Looking pretty good to me, but I am trying to wrap my head around what this means:


let names = Observed { person.firstName + " " + person.lastName }

Task.detached {
  for await name in names {
    print("Task1: \(name)")
  }
}

Task.detached {
  for await name in names {
    print("Task2: \(name)")
  }
}

In this case both tasks will get the same values upon the same events. This can
be achieved without needing an extra buffer since the suspension of each side of
the iteration are continuations resuming all together upon the accessor's
execution on the specified isolation. This facilitates subject-like behavior
such that the values are sent from the isolation for access to the iteration's
continuation.

So, unless I have a fundamental misunderstanding of "physics", something like this either

  1. drops values
  2. applies back-pressure (ie: somehow limit the amount of changing)
  3. buffers

I don't see how it would back-pressure (you can set stuff on the source freely whenever your "isolation" gets scheduled), and the proposal says there is no buffering.

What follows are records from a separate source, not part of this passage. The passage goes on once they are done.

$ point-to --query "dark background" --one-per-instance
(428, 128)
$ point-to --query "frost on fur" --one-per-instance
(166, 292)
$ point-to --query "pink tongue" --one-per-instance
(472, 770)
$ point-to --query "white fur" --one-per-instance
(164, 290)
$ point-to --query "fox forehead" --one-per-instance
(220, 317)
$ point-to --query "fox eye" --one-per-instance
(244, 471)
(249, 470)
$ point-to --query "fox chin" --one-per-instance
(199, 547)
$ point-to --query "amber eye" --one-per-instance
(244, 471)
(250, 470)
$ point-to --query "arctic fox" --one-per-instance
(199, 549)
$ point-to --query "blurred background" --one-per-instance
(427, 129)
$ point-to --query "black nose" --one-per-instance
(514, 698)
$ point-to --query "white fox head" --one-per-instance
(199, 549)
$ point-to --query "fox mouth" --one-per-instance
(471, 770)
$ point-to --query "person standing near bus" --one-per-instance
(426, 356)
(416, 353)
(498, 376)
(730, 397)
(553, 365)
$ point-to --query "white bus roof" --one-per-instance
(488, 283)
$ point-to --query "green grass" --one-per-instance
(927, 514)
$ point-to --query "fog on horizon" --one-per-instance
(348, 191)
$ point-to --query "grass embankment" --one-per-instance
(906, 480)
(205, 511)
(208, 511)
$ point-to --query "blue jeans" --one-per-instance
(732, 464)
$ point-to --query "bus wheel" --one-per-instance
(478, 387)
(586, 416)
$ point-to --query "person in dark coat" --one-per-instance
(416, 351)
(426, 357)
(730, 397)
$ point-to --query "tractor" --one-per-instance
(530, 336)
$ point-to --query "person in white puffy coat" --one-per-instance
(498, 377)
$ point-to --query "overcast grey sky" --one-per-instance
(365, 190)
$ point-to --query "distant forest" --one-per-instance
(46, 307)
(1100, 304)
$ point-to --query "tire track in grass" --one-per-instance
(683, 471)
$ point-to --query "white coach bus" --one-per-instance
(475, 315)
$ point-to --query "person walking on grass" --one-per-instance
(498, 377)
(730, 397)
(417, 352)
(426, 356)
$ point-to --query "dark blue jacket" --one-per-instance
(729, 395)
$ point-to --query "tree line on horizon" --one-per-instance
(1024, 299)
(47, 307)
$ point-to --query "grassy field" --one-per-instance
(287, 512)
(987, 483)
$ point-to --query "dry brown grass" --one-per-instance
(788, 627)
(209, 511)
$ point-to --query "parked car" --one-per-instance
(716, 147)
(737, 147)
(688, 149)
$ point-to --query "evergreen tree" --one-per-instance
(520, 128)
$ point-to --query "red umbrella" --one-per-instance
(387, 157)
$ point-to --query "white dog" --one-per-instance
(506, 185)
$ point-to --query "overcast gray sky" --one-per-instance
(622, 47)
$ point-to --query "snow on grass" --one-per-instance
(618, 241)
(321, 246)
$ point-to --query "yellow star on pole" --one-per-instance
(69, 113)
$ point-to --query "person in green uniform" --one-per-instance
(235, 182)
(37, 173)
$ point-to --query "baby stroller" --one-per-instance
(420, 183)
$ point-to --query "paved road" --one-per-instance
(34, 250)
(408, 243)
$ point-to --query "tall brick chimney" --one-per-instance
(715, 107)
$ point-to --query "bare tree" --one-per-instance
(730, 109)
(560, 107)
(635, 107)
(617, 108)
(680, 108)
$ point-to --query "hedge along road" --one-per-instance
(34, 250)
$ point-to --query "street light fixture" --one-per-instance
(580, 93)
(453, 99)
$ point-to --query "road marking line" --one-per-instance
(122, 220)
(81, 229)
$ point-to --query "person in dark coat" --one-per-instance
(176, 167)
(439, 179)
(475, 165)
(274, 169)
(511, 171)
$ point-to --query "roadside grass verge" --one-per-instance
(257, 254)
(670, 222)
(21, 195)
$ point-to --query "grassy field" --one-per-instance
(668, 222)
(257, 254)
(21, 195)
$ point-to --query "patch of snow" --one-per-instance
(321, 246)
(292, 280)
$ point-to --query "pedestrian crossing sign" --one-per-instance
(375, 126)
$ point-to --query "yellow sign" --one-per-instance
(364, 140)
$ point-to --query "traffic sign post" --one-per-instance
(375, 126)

That would conclude that this sentence

In this case both tasks will get the same values upon the same events.

should probably read "the same events mostly, sometimes things do be dropping, depends on scheduling and threading, decisions had to me made".

Or am I not seeing something? There is no guarantee that each observer makes it back to .next() is time, right?


EDIT: ok, it seems I jumped the gun a bit ; ) there is a whole section further down explaining the details. I shall digest the whole thing first, please excuse my trigger-happiness.

1 Like

I’m -1 on this proposal as it currently stands, as I’m not convinced asynchronous sequences will produce the expected behaviour, particularly in the context of UI updates and animation transactions.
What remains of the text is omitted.